Sal Khurd is a village in Shaheed Bhagat Singh Nagar district of Punjab State, India. It is located 1 km away from branch post office Jandiala, 20 km from Nawanshahr, 18 km from district headquarter Shaheed Bhagat Singh Nagar and 110 km from state capital Chandigarh. The village is administrated by Sarpanch an elected representative of the village.

== Demography ==
As of 2011, Sal Khurd has a total number of 84 houses and population of 405 of which 207 include are males while 198 are females according to the report published by Census India in 2011. The literacy rate of Sal Khurd is 79.96% higher than the state average of 75.84%. The population of children under the age of 6 years is 56 which is 13.83% of total population of Sal Khurd, and child sex ratio is approximately 750 as compared to Punjab state average of 846.

Most of the people are from Schedule Caste which constitutes 77.78% of total population in Sal Khurd. The town does not have any Schedule Tribe population so far.

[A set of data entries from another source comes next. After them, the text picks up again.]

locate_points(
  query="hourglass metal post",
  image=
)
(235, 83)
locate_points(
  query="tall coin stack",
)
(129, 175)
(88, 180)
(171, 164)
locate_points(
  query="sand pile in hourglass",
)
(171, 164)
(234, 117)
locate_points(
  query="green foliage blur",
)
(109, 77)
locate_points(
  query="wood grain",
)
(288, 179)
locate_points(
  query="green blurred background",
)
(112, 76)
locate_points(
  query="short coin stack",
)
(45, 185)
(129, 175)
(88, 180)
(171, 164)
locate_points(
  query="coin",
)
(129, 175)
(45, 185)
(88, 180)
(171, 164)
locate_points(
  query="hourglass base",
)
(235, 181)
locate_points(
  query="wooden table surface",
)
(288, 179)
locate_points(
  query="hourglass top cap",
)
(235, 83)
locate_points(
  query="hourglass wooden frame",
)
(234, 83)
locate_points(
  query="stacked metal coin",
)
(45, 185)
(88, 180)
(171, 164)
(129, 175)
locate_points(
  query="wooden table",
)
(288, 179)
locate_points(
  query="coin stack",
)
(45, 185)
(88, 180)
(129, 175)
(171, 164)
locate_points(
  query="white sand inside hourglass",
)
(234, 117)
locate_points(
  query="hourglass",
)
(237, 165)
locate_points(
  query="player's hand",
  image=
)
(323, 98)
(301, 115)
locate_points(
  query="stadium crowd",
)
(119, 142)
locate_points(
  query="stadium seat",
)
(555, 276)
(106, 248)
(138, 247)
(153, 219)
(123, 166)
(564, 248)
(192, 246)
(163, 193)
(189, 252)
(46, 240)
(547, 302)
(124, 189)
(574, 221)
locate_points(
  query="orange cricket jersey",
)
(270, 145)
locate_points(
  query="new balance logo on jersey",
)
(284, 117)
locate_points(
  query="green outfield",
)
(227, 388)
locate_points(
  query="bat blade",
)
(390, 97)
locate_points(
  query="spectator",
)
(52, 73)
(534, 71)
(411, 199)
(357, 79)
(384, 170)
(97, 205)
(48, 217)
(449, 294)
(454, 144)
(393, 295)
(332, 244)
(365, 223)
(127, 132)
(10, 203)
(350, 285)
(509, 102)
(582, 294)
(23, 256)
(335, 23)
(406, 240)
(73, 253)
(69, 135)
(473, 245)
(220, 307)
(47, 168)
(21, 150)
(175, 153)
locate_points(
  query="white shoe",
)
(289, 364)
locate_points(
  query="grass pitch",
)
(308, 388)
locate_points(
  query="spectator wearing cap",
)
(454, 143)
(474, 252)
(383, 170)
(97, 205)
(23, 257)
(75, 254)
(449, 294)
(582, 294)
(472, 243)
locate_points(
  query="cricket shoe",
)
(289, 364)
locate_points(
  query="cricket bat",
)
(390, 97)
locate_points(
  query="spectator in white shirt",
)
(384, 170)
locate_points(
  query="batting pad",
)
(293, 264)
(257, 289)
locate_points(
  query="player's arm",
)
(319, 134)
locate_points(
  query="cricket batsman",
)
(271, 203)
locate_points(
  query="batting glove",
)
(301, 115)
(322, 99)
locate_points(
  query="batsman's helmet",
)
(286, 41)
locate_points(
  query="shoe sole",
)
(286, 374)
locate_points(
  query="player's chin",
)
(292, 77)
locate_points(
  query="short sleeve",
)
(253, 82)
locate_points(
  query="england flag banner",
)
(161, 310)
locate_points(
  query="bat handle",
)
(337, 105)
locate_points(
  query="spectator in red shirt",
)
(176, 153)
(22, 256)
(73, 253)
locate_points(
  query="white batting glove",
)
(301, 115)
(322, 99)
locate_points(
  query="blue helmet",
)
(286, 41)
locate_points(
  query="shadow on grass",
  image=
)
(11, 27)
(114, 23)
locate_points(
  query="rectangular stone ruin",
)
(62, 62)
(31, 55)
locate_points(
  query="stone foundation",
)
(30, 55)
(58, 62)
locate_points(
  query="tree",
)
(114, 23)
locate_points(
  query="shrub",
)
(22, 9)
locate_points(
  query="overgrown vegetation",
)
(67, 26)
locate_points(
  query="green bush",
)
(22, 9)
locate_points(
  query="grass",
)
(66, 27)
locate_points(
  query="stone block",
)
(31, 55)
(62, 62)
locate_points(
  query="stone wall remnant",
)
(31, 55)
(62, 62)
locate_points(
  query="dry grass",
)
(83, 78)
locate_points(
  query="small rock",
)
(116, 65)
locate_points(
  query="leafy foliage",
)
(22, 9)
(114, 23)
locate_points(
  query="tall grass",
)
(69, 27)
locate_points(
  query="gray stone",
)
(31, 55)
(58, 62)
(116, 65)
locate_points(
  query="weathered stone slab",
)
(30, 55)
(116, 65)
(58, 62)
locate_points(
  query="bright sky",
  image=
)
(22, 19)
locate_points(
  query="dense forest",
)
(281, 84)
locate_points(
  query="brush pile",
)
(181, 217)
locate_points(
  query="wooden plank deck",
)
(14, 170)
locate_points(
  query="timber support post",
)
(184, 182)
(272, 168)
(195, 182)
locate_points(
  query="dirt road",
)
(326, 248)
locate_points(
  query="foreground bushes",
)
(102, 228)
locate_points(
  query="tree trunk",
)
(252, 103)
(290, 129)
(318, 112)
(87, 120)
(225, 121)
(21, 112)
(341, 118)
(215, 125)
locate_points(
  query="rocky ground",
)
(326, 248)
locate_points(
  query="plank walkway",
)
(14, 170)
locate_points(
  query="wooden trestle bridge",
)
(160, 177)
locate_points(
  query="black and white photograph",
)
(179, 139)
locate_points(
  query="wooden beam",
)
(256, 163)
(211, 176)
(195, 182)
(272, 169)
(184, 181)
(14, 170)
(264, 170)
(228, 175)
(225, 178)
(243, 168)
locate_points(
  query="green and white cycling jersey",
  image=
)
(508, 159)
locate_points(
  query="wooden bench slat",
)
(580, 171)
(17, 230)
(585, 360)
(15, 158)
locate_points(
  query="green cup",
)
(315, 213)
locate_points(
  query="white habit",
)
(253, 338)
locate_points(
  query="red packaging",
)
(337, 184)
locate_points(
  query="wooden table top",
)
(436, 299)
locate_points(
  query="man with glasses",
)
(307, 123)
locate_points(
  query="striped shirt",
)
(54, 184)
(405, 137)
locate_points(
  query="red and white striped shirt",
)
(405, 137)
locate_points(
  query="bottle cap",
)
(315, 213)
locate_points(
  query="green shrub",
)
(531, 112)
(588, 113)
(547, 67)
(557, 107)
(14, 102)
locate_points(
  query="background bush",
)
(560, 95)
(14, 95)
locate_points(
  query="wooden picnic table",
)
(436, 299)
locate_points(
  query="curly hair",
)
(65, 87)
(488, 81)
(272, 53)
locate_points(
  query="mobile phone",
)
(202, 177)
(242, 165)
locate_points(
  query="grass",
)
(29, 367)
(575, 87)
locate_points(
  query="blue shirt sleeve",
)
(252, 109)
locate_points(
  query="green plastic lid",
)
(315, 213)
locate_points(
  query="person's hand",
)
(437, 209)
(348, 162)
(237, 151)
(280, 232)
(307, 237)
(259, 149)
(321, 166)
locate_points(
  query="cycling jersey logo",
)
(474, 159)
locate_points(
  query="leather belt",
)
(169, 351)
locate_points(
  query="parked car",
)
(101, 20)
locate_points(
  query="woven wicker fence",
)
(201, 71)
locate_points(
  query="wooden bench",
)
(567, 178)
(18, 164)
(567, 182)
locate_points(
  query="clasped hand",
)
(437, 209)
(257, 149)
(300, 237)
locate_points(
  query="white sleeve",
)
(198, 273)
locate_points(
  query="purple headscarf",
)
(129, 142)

As per the report published by Census India in 2011, 138 people were engaged in work activities out of the total population of Sal Khurd which includes 117 males and 21 females. According to census survey report 2011, 47.83% workers describe their work as main work and 52.17% workers are involved in Marginal activity providing livelihood for less than 6 months.

== Education ==
The village has no school and children either travel or walk to other villages for schooling often covering 8 to 10 km. Amardeep Singh Shergill Memorial college Mukandpur, KC Engineering College and Doaba Khalsa Trust Group Of Institutions are the nearest colleges. Industrial Training Institute for women (ITI Nawanshahr) is 21 km. The village is 91.5 km away from Chandigarh University, 68 km from Indian Institute of Technology and 31 km away from Lovely Professional University.

List of schools nearby
- Govt Primary School, Sal Kalan
- Govt Primary School, Atari
- Govt Upper Primary School, Heon
- Govt Upper Primary School, Jandiala

== Transport ==
Banga train station is the nearest train station however, Garhshankar Junction railway station is 23 km away from the village. Sahnewal Airport is the nearest domestic airport which located 73 km away in Ludhiana and the nearest international airport is located in Chandigarh also Sri Guru Ram Dass Jee International Airport is the second nearest airport which is 140 km away in Amritsar.